Optimizing the design and operation of injection projects will depend on knowledge of injectivity (i.e., the rate and pressure at which fluids can be pumped underground without fracturing the formation), trapping capacity, distribution of CO2 in the subsurface and the extent of the subsurface plume. A combination of multiphase flow experiments, numerical simulations, flow theory and reservoir characterization is used to address fundamental issues as shown in Figure 1.  Interaction and iteration among these four approaches improves the ability to identify and test new phenomena and techniques that can be applied to quantitative models.

Capillary pressure is one of the dominant forces in long-term sequestration, and a better understanding of the capillary heterogeneity and relative permeability of CO2-water systems is essential for accurate simulations ranging from the sub-core to the basin scale.

Figure 1

Figure 1: Illustration of the interrelated components used to study multiphase flow and trapping of CO2.

Recent work on core-scale multiphase flow properties of CO2 and water in sandstone rocks at reservoir conditions focuses on four components related to capillary forces:

(1) In situ measurements of capillary pressure and capillary heterogeneity
A novel method has been developed to measure drainage capillary pressure at the core and sub-core scale.  This improved computational tool enables research on the implications of small-scale capillary heterogeneity on CO2 plume movement, solubility trapping and capillary trapping.

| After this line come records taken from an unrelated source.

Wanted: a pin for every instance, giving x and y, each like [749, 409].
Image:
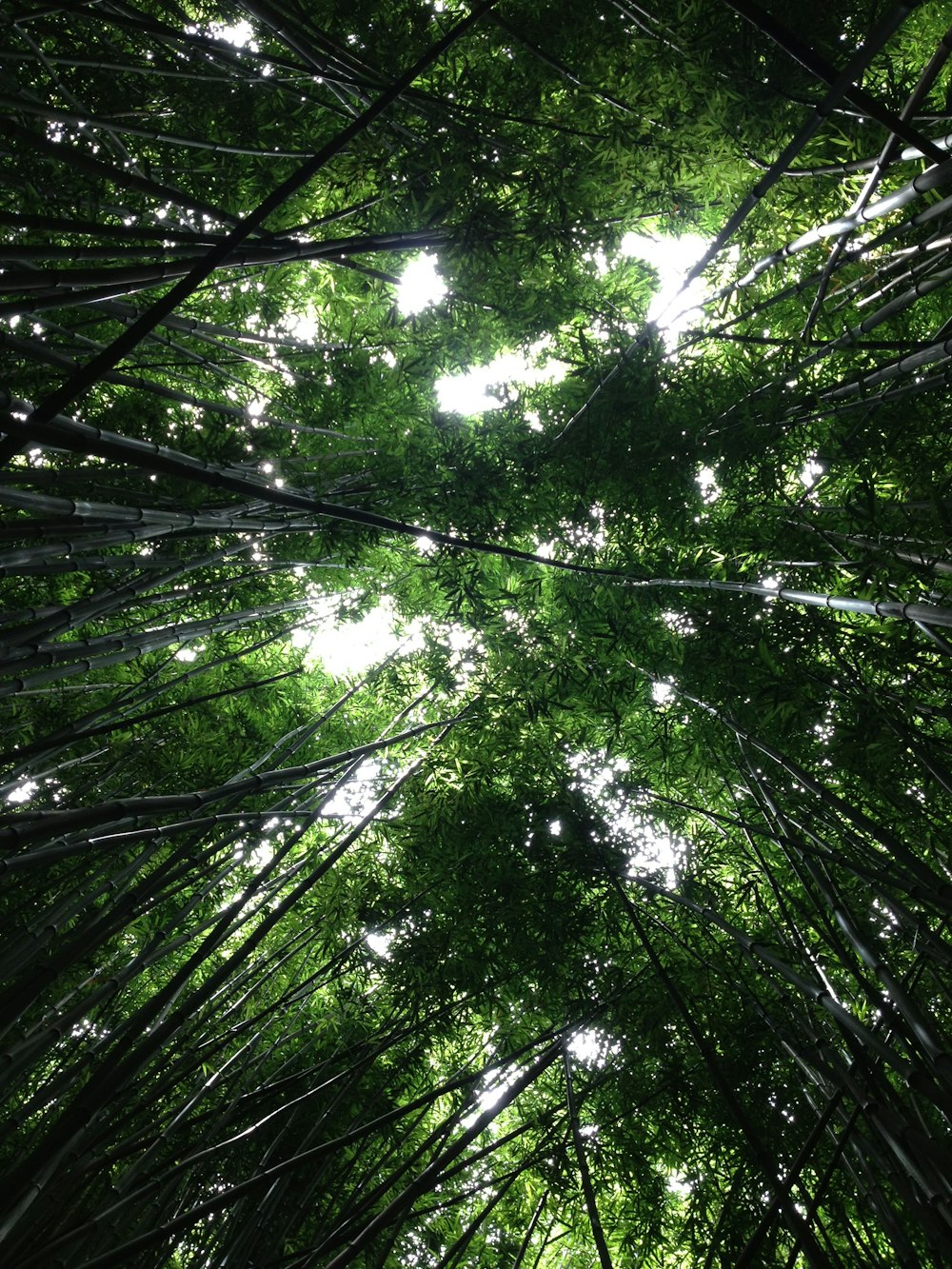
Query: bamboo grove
[604, 918]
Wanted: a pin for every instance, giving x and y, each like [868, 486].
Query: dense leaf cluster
[602, 917]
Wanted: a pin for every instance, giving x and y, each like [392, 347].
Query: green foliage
[655, 791]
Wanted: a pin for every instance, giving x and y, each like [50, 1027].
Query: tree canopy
[597, 910]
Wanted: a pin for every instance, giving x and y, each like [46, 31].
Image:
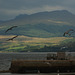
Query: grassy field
[24, 43]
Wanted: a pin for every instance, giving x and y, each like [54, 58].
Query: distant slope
[42, 24]
[25, 44]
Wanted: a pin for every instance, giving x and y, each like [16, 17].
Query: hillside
[32, 44]
[42, 24]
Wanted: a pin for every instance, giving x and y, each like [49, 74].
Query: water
[6, 58]
[39, 74]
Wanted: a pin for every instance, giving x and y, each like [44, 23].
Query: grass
[27, 43]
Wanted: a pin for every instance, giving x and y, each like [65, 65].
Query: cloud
[10, 8]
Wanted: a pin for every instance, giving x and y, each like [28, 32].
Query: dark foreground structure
[42, 66]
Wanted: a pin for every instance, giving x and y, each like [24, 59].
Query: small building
[51, 56]
[61, 56]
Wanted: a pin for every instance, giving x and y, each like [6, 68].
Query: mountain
[41, 24]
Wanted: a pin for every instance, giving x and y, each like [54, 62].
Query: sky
[9, 9]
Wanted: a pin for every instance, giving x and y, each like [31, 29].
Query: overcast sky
[11, 8]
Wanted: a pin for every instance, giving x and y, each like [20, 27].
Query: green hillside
[42, 24]
[32, 44]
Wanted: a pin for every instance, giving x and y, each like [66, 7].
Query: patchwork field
[24, 43]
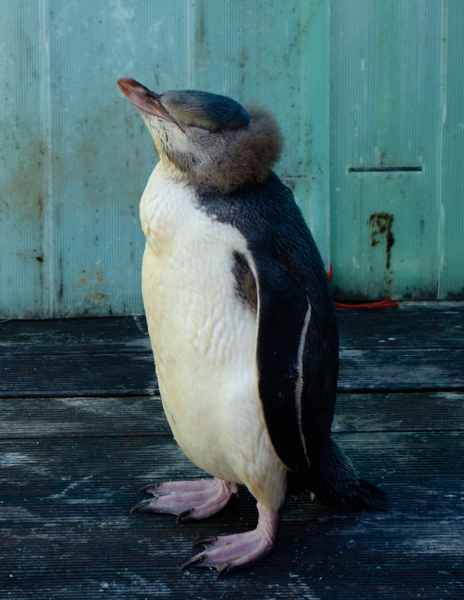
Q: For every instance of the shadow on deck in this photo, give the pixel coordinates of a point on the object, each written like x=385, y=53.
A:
x=82, y=429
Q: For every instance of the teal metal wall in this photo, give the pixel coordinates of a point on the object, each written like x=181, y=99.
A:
x=397, y=92
x=75, y=156
x=373, y=85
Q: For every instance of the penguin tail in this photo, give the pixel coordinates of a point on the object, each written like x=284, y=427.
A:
x=333, y=479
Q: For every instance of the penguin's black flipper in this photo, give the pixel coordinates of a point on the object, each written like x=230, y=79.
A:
x=333, y=479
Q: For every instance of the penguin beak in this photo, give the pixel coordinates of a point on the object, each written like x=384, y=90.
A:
x=143, y=99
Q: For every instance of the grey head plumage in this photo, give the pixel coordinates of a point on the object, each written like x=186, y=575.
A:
x=208, y=140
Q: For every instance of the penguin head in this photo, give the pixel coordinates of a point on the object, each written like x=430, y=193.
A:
x=206, y=139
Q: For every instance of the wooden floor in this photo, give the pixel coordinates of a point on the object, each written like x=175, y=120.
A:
x=82, y=429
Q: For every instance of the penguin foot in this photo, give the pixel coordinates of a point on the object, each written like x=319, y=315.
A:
x=232, y=552
x=187, y=499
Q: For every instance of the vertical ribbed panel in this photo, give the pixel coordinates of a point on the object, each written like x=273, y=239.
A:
x=76, y=155
x=23, y=163
x=452, y=273
x=387, y=105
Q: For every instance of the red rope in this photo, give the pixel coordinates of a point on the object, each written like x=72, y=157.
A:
x=387, y=303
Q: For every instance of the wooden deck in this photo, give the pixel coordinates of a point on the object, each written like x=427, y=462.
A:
x=82, y=429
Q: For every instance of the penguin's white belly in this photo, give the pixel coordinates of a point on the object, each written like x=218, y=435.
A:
x=204, y=340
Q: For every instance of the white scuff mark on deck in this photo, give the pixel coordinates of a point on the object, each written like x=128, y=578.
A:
x=14, y=459
x=16, y=513
x=70, y=487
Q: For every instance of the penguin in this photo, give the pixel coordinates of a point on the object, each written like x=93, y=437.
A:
x=241, y=322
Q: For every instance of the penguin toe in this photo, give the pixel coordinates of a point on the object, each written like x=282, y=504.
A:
x=232, y=552
x=187, y=499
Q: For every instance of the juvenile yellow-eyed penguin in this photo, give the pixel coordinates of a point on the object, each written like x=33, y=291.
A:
x=241, y=322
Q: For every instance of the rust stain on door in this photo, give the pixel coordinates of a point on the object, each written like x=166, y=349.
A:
x=381, y=224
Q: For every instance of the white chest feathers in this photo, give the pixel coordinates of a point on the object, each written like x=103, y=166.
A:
x=204, y=337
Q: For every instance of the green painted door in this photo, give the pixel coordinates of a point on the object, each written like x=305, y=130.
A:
x=369, y=95
x=397, y=142
x=75, y=156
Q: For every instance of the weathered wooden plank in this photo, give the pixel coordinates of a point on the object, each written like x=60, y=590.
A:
x=412, y=325
x=430, y=325
x=411, y=455
x=104, y=374
x=144, y=415
x=411, y=369
x=77, y=374
x=65, y=529
x=68, y=336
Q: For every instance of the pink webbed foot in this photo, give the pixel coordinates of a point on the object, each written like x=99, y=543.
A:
x=231, y=552
x=187, y=499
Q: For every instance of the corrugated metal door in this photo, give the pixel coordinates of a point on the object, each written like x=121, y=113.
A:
x=397, y=145
x=75, y=156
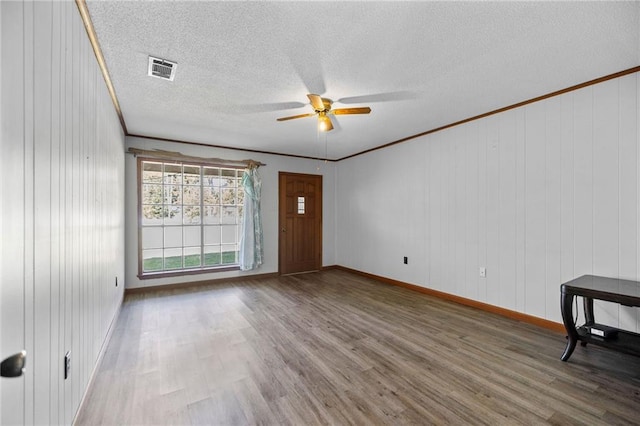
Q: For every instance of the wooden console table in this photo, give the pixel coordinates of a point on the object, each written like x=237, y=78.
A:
x=591, y=287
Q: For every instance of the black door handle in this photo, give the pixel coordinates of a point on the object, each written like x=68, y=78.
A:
x=14, y=365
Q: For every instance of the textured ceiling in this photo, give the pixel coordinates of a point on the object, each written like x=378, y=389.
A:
x=418, y=65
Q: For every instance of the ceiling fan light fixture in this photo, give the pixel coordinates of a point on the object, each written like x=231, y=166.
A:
x=324, y=122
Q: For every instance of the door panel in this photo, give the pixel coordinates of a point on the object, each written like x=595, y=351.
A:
x=300, y=214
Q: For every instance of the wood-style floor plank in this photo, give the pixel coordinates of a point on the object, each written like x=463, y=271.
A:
x=338, y=348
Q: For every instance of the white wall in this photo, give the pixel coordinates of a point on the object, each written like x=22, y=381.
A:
x=538, y=195
x=62, y=212
x=269, y=204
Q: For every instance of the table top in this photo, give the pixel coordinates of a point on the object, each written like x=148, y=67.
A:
x=616, y=290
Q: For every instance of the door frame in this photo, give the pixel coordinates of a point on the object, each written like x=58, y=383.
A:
x=282, y=219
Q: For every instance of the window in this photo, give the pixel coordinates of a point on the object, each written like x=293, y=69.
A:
x=190, y=217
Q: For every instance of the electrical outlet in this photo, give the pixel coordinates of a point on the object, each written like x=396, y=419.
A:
x=67, y=364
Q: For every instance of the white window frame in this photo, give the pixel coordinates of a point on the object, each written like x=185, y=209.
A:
x=188, y=225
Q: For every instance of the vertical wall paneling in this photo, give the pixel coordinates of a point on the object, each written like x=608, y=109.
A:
x=606, y=189
x=628, y=190
x=535, y=244
x=12, y=200
x=481, y=141
x=65, y=242
x=520, y=218
x=460, y=212
x=553, y=167
x=538, y=195
x=567, y=171
x=42, y=209
x=493, y=224
x=507, y=210
x=28, y=234
x=583, y=181
x=473, y=199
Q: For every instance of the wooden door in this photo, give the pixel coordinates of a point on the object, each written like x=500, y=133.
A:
x=300, y=219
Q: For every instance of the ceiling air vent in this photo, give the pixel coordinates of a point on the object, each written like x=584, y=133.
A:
x=162, y=68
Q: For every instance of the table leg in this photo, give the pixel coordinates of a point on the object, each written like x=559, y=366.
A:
x=588, y=310
x=566, y=306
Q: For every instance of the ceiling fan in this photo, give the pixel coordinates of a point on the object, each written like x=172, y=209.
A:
x=322, y=108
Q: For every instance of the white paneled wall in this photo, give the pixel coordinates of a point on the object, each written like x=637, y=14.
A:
x=62, y=209
x=538, y=195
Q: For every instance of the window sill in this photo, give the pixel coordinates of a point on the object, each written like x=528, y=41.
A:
x=184, y=272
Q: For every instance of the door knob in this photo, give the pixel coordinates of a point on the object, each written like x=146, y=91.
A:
x=14, y=365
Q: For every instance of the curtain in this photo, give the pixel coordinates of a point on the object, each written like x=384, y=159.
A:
x=251, y=244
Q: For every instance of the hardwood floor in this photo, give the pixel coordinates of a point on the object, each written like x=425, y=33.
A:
x=337, y=348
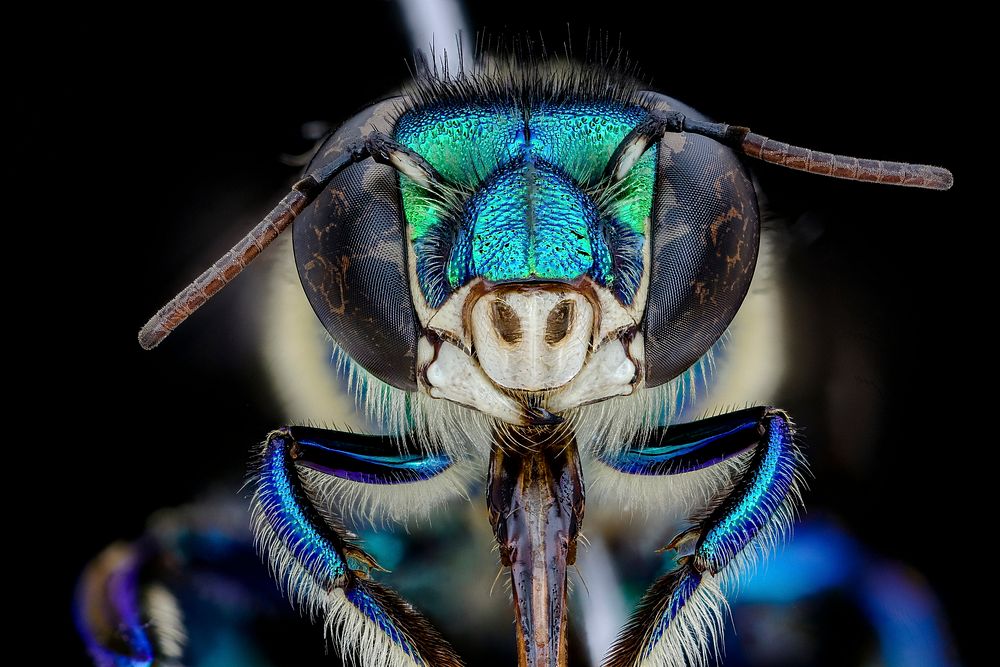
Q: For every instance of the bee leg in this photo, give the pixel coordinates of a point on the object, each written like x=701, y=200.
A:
x=131, y=599
x=680, y=615
x=314, y=558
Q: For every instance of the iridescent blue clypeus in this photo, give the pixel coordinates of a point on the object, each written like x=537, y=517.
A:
x=751, y=505
x=530, y=175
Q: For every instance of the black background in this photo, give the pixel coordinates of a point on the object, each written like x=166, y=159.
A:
x=150, y=147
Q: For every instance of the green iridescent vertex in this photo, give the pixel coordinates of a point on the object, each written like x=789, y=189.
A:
x=531, y=214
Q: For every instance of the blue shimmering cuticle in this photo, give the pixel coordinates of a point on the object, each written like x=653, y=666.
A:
x=681, y=594
x=370, y=607
x=280, y=495
x=770, y=482
x=530, y=211
x=653, y=460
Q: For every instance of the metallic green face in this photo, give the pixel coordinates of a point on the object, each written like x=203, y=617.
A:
x=529, y=204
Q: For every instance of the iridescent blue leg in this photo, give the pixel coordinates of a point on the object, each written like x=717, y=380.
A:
x=678, y=617
x=108, y=612
x=311, y=555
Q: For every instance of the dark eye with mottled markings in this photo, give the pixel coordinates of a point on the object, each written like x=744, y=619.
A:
x=705, y=236
x=351, y=257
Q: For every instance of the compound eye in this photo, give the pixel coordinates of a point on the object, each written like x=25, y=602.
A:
x=351, y=258
x=705, y=236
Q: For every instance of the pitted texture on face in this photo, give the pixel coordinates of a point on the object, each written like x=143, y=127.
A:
x=532, y=207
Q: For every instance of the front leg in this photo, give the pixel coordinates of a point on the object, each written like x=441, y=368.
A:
x=680, y=615
x=314, y=558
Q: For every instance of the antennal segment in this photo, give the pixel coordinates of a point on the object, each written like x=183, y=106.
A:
x=754, y=145
x=377, y=145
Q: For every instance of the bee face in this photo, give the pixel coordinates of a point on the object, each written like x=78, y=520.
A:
x=526, y=270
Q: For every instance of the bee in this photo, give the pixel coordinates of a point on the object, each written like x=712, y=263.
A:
x=523, y=269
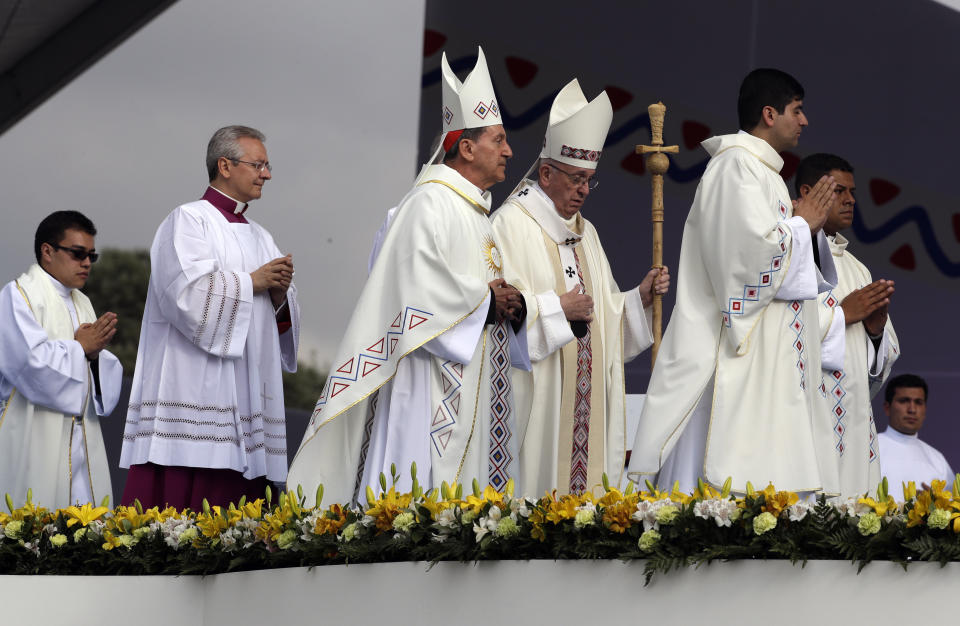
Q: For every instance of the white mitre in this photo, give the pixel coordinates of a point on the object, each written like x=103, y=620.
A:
x=577, y=129
x=472, y=103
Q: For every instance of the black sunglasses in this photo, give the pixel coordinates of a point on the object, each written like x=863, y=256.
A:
x=79, y=253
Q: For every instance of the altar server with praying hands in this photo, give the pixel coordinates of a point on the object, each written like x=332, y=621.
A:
x=859, y=305
x=206, y=416
x=56, y=377
x=580, y=326
x=736, y=390
x=423, y=372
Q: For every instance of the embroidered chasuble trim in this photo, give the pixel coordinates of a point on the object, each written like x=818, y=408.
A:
x=463, y=195
x=476, y=403
x=388, y=379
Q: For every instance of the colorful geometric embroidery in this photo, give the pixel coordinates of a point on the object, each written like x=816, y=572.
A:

(2) Enhanced trapping due to capillary barriers
This work investigates the impact of natural capillary heterogeneity in sandstone rock on CO2 saturation buildup and trapping.  CO2 core flooding experiments conducted at high pressure and temperature provide evidence for trapping due to capillary heterogeneity and suggest that depositional structures in the rock will impact the movement and steady-state distribution of a CO2 plume.

(3) Influence of capillary pressure treatment on solubility trapping
This work assesses the most appropriate treatment for the capillary entry pressure.  Differences in how capillary pressure curves are modeled can impact entry-pressure representations.

(4) Semi-analytical solutions for predicting CO2 saturations as a function of flowrate, interfacial tension and core geometry
The purpose of this work is to provide a simple approximate semi-analytical solution for predicting the average saturation during core flood experiments, thus avoiding the need for 3-D simulations. A new criterion has been established to identify the viscous-dominated regime at core scale. Variations of interfacial tension, core permeability, length of the core and the effects of buoyancy, capillary and viscous forces are also accounted in the theoretical solutions.